Literary Devices Examples in The Mortal Immortal:
The Mortal Immortal 5
"Death! mysterious, ill-visaged friend of weak humanity! Why alone of all mortals have you cast me from your sheltering fold? ..." See in text (The Mortal Immortal)
Notice the vocabulary choice Winzy uses to characterize his personification of death. To others, death is feared and avoided; to Winzy, he is a “friend” despite his unpleasant appearance. Death’s company is now something that Winzy longs for, seeing it as a refuge and a place of peace from the terrible emotions he must experience now that those he has loved are dead.
"Back to your cage--hawks are abroad!"..." See in text (The Mortal Immortal)

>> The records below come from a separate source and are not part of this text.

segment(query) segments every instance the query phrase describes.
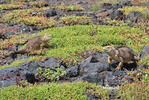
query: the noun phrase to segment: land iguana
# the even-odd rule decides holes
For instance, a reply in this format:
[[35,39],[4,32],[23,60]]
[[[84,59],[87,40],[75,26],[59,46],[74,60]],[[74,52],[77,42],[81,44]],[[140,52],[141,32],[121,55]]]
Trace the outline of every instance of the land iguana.
[[135,54],[135,52],[127,47],[127,46],[105,46],[103,47],[104,52],[106,52],[108,57],[108,63],[111,64],[112,60],[115,60],[119,62],[116,69],[120,70],[123,66],[123,63],[129,63],[129,62],[136,62],[139,59],[139,57]]

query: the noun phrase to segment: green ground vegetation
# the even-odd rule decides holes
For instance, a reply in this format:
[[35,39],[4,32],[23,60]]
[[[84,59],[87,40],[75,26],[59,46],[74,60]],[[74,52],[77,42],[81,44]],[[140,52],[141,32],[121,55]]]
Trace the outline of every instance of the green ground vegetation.
[[81,53],[87,50],[102,52],[103,46],[113,44],[127,45],[140,53],[149,41],[143,30],[128,26],[75,25],[45,29],[37,35],[45,33],[51,34],[53,38],[44,56],[62,58],[72,64],[82,61]]
[[119,10],[123,11],[124,14],[128,15],[130,12],[138,11],[142,13],[142,17],[149,18],[149,8],[143,6],[126,6],[124,8],[119,8]]
[[10,86],[0,91],[0,97],[1,100],[86,100],[90,93],[96,94],[100,100],[106,100],[109,91],[87,82],[50,83],[25,88]]

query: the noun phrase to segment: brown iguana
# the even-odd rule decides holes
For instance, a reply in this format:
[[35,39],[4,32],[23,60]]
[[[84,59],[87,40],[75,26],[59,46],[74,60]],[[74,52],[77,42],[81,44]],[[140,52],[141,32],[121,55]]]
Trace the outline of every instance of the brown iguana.
[[103,50],[109,55],[108,63],[111,64],[112,60],[119,62],[116,69],[121,69],[123,63],[128,63],[130,61],[138,61],[139,57],[135,52],[127,46],[105,46]]

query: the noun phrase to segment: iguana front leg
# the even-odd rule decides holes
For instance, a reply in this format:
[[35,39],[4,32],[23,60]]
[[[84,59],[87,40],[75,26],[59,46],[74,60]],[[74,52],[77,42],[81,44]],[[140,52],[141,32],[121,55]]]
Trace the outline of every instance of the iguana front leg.
[[108,57],[108,64],[112,64],[112,58]]
[[118,66],[116,67],[116,69],[117,70],[120,70],[122,66],[123,66],[123,58],[120,57],[120,63],[118,64]]

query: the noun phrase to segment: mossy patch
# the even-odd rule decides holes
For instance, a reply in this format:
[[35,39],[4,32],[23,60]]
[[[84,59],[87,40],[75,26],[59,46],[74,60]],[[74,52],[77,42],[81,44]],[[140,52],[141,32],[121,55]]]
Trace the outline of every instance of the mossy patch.
[[23,8],[23,4],[1,4],[0,11],[2,10],[14,10]]
[[92,89],[97,92],[99,99],[108,99],[107,94],[110,90],[87,82],[50,83],[25,88],[10,86],[0,91],[0,97],[1,100],[86,100],[87,94],[92,92]]
[[[9,13],[5,13],[1,16],[1,22],[26,24],[35,26],[37,28],[50,28],[57,24],[54,19],[43,16],[44,10],[50,9],[49,7],[33,8],[27,10],[14,10]],[[32,15],[32,12],[37,12],[36,15]]]
[[65,25],[89,25],[92,24],[92,19],[87,16],[66,16],[60,18],[60,23]]
[[48,2],[46,1],[43,1],[43,0],[40,0],[40,1],[32,1],[32,2],[29,2],[29,5],[31,7],[45,7],[45,6],[48,6]]
[[64,11],[83,11],[84,10],[84,8],[78,4],[66,6],[64,3],[57,5],[56,9],[64,10]]
[[54,19],[38,16],[22,18],[21,23],[29,26],[36,26],[37,28],[50,28],[57,24]]
[[20,59],[20,60],[16,60],[13,63],[11,63],[10,65],[4,65],[4,66],[0,66],[0,69],[4,69],[7,67],[15,67],[18,66],[24,62],[28,62],[28,61],[42,61],[44,60],[46,57],[42,57],[42,56],[34,56],[34,57],[29,57],[26,59]]
[[144,18],[149,18],[149,8],[143,6],[126,6],[124,8],[119,8],[119,10],[123,11],[124,14],[128,15],[130,12],[138,11],[143,14]]
[[145,58],[141,59],[139,62],[138,62],[139,65],[143,64],[143,65],[147,65],[149,66],[149,55],[146,56]]
[[[30,38],[44,35],[52,35],[49,41],[49,49],[45,56],[65,59],[69,64],[81,62],[82,57],[74,56],[77,53],[91,51],[102,52],[106,45],[127,45],[136,53],[139,53],[144,45],[148,44],[149,38],[143,30],[128,26],[93,26],[75,25],[50,28],[41,31]],[[10,65],[11,66],[11,65]]]

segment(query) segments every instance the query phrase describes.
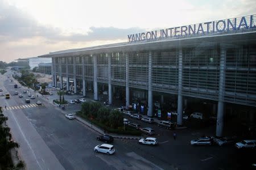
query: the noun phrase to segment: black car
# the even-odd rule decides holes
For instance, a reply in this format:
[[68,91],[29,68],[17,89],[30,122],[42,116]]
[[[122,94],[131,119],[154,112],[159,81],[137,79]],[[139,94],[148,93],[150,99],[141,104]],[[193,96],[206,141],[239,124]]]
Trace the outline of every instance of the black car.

Notice the abundant use of comparisons to nature that Shelley makes to characterize these people. While Bertha’s youth allows her to move like graceful deer, her guardian “hobbles.” This sets up preference for youth over age, which will be echoed in later scenes. Notice also how Winzy is viewed by Bertha’s guardians: he is a hawk, a predator from which Bertha must be protected.
"I will not attempt to describe the sleep of glory and bliss which bathed my soul in paradise..." See in text (The Mortal Immortal)
The tone is now hopeful and blissful; Winzy is content beyond words or human comprehension, so description of his state is left more to the imagination than intricately recounted.
"an odour the most fragrant and grateful stole over my sense; the vessel seemed one globe of living radiance, lovely to the eye, and most inviting to the taste...." See in text (The Mortal Immortal)
This is the first instance of multisensory imagery in the story. Notice how appealing the drink seems to a variety of senses: its appearance is beautiful, eye-catching, and symmetrical while its pleasant scent is left up to the reader’s imagination. This allows the reader to imagine whatever is most alluring, a calculated move by Shelley.
"I will tell my story, and my reader shall judge for me. I will tell my story, and so contrive to pass some few hours of a long eternity, become so wearisome to me. ..." See in text (The Mortal Immortal)
Here, Winzy outlines his purpose for writing: he wishes to recount his life—and pass some time—so that readers may judge him moral or immoral. This is a typical goal of confessional literature; at the end, readers are left to judge for themselves if all of Winzy’s actions are justified.